Sidhu's letter said "the $2 holdback for stockholder claims is of great concern to us."
The letter was filed with the SEC on the same day that ACFC filed its preliminary proxy statement for shareholders to approve the merger.
According to the proxy, the board had begun looking at potential buyout partners early in 2012 while also looking at potential recapitalization plans. Bond Street initially made an offer of $2.18 a share in November before raising the offer in February.
The board accepted that offer by a 7-2 vote. The proxy does not say how individual directors voted, but it appears that all directors except Sidhu and Choudhrie are supporting the deal.
The proxy shows that Sidhu and Choudhrie combined are the largest shareholders of the company. The next largest is Mendon Capital Advisors Corp. of Rochester, N.Y., which owns 5.8 percent of the stock.
If the merger is approved, ACFC's subsidiary, Atlantic Coast Bank, will merge into Bond Street's bank subsidiary, Fort Lauderdale-based Florida Community Bank.
In a statement issued in an SEC filing on Friday, the company said a recapitalization propsoal by Sidhu and Choudhrie "presented too much execution risk due to the ability of such stand-by investors to be approved by regulators in a timely manner and that the amount of capital raised would not be sufficient to assure Atlantic Coast Financial Corporation's viability."
Jacksonville Bancorp reports loss
Jacksonville Bancorp Inc. last week reported a final net loss of $43 million, or $7.31 per share, for 2012.

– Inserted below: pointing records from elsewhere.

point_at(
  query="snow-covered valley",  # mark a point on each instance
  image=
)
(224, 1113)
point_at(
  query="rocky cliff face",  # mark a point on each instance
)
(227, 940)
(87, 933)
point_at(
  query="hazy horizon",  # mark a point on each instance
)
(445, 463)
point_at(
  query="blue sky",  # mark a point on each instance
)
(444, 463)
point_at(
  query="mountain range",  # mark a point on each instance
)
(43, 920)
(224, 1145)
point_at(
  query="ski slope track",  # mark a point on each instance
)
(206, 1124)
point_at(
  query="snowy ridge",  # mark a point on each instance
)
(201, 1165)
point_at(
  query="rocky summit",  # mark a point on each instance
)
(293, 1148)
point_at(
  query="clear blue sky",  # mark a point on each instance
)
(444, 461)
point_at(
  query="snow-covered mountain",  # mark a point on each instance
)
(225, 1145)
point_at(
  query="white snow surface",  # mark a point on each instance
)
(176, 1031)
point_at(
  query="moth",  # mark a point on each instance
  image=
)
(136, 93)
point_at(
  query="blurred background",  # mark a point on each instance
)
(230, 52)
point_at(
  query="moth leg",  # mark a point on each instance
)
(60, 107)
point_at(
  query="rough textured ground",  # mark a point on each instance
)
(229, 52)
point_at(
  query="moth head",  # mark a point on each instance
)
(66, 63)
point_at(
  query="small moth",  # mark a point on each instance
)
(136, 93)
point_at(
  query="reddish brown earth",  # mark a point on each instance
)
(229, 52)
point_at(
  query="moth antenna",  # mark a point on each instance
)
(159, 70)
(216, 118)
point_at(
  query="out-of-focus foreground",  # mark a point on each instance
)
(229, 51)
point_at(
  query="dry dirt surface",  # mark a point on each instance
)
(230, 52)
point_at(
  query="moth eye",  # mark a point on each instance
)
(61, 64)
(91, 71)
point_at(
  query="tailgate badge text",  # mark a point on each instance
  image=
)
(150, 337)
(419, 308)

The parent company of The Jacksonville Bank cited several reasons for the loss, including an increase in its provision for losses, an increase in loan-related expenses, a decrease in interest income on loans and expenses related to capital raising activities and an asset sale completed late in the year.
Fortegra reports lower earnings
Fortegra Financial Corp. last week reported adjusted fourth-quarter earnings of $4.4 million, or 21 cents a share, down from $5.4 million, or 26 cents a share, in the fourth quarter of 2011.
The Jacksonville-based insurance services firm said the 2011 earnings were helped by $1.8 million in pretax realized gains.
Net revenue in the quarter, excluding those realized gains, grew 7.5 percent to $30.5 million.
S&P raises ratings for JPMorgan Chase
As JPMorgan Chase & Co. moves ahead with apparent plans to open banking offices in the Jacksonville market, Standard & Poor's Ratings Services last week upgraded its outlook on the banking giant from "negative" to "stable."
S&P said in a news release that JPMorgan Chase seems to have corrected "risk-management missteps" in its chief investment office, or CIO, which produced losses from a "synthetic credit portfolio," or SCP.
"Although we consider the losses resulting from the SCP to be an egregious oversight by management, the bank has taken swift corrective actions, the CIO risk-management missteps appear to be an isolated event, and the losses — in the context of the company's overall earnings power — were manageable," S&P said.
As the Daily Record previously reported, JPMorgan Chase has filed plans for at least six Northeast Florida banking offices with the St. Johns River Water Management District. However, the bank has not filed the necessary applications with its regulator, the U.S. Office of the Comptroller of the Currency.
JPMorgan Chase has a large mortgage banking operation in Jacksonville and currently has one banking office, which is attached to its Baymeadows area mortgage banking center.
Bausch & Lomb files for IPO
Bausch & Lomb Inc. filed a registration statement with the SEC for an initial public offering, formally ending merger speculation for the contact lens and eye care products company.
Johnson & Johnson, which already owns Jacksonville-based contact lens maker Vistakon, had been rumored to be considering buying Vistakon's competitor after Bausch & Lomb's owner, Warburg Pincus LLC, put it up for sale. However, Warburg Pincus decided to go for an IPO instead.
Bausch & Lomb said it has not yet determined a price range or the number of shares for its IPO.